We have a tendency to make contemporaries of thinkers we feel affinity towards. Gandhi is one of those who have been mined for aphorisms on issues ranging from the environment and alternative economics to an ethical politics and the placebos of peaceful coexistence. While the thoughts that what we need is less civilization rather than more and that the solutions that we offer are indeed sometimes the problem are bracing, it’s the genealogy of the arguments that we make that is crucial here. Gandhi’s words may have a resonance in our times, but the contextual influences on his arguments or indeed the diverse and now forgotten fields of discourse that his positions were located in have to be paid attention to. This is not about merely conducting a historicist exercise that imprisons thought in a temporal context. We have to deal creatively with notions of anticipation, prescience, and prolepsis. Thoughts are of their time, but they contain too, traces of the future, like plants reaching for the light: a phototropism of intellection. At the same time, there is a field of interlocutors within which arguments are made, as Skinner has reminded us, so that what appears so apposite to us in the present, may have been a response located within a now discredited field of ideas. For instance, we are wont to say, a tad smugly, that on some issue we are on the side of the angels.

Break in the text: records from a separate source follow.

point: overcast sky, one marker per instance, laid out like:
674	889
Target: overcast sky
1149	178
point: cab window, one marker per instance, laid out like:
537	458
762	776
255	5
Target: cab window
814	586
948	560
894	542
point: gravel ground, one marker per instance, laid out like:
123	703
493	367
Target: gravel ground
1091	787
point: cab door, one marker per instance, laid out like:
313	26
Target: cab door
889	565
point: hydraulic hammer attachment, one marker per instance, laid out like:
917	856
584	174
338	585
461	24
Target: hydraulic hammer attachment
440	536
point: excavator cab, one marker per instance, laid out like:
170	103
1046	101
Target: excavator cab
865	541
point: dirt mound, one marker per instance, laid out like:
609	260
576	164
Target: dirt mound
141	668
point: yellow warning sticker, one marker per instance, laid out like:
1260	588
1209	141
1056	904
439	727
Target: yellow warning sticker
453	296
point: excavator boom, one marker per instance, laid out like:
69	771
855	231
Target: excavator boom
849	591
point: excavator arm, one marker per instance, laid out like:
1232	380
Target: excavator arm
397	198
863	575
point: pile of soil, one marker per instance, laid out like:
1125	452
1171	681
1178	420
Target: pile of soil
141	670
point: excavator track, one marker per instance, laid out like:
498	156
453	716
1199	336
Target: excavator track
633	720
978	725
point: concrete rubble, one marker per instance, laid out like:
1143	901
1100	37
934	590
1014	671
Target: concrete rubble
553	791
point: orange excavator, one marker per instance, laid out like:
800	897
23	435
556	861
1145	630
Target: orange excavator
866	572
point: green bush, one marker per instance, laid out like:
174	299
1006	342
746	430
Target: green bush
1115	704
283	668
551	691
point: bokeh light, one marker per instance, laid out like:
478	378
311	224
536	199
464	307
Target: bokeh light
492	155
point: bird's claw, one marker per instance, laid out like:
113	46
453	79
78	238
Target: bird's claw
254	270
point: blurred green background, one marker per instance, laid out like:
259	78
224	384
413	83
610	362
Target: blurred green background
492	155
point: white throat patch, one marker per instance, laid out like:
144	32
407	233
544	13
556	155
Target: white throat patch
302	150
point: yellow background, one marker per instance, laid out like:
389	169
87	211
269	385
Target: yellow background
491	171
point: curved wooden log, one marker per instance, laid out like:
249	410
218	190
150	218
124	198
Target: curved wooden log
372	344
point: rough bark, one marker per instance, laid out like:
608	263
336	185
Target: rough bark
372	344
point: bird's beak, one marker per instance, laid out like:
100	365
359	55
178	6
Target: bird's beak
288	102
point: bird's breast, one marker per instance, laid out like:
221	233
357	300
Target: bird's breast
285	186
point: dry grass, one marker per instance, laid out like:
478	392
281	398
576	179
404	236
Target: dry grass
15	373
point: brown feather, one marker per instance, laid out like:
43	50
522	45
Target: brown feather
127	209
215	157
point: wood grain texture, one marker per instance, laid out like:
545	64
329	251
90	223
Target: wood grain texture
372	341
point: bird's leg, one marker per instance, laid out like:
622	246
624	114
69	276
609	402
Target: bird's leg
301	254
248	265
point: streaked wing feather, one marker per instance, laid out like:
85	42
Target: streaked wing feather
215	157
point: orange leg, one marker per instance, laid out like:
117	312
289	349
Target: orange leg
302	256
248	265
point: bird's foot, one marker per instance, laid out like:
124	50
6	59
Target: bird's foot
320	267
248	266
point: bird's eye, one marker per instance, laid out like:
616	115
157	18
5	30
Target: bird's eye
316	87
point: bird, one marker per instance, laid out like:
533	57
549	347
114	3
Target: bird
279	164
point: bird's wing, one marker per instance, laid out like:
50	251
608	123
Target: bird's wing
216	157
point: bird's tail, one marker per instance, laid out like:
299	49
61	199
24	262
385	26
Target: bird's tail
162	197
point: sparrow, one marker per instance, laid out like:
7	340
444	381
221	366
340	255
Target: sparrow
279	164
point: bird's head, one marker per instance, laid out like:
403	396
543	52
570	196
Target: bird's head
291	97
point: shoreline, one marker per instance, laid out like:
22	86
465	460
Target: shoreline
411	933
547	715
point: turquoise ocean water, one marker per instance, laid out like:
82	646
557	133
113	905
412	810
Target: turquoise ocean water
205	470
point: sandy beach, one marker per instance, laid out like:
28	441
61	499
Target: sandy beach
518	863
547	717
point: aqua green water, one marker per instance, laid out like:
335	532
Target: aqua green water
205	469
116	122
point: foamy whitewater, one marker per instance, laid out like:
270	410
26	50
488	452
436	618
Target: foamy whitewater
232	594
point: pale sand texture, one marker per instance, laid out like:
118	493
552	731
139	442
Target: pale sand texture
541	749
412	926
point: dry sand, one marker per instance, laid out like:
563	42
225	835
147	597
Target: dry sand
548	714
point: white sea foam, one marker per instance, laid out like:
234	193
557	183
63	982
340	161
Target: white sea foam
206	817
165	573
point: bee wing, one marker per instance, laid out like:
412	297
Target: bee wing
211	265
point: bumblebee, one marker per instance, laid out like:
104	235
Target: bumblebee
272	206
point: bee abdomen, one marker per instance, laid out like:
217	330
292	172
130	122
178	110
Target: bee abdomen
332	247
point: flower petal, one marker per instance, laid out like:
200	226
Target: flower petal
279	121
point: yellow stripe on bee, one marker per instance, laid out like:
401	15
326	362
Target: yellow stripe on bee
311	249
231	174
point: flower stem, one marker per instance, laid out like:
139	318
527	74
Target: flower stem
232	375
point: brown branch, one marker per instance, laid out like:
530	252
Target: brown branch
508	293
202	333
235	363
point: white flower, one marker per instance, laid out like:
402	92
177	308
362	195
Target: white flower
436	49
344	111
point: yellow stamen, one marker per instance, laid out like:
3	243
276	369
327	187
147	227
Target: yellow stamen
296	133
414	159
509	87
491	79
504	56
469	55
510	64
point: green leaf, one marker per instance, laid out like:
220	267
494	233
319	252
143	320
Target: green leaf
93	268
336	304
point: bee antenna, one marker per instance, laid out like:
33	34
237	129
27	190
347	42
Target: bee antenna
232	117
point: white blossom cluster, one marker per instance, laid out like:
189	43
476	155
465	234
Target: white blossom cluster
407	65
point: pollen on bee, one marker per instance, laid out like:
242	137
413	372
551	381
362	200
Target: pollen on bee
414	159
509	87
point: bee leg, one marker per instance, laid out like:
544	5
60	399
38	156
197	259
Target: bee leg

Of course, this is to forget that Benjamin Disraeli, said this in the context of disagreeing with Darwin on the idea of the origin of the species and of human descent from the apes: he preferred the inspiring story of God and the angels. To emphasize too much, whether for sentimental or progressive reasons, that Gandhi is our contemporary is to occlude the particularity, even eccentricity, of the positions within and against which his stances were forged.

Speaker:

Prof. Dilip Menon studied in Delhi, Oxford (Balliol), has a Ph.D from the University of Cambridge, UK (Trinity) and was a Fellow of Magdalene College, Cambridge before returning to India to take up teaching posts and fellowships in Thiruvananthapuram, Hyderabad and New Delhi. Prof. Menon has held post doctoral and teaching positions at Cambridge, Yale, ZMO (Centre for Modern Oriental Studies), Berlin and MSH (Paris). He has published three books and several articles on caste, socialism and modernity in India. He is currently the Mellon Chair in Indian Studies at the University of Witwatersrand, Johannesburg, South Africa.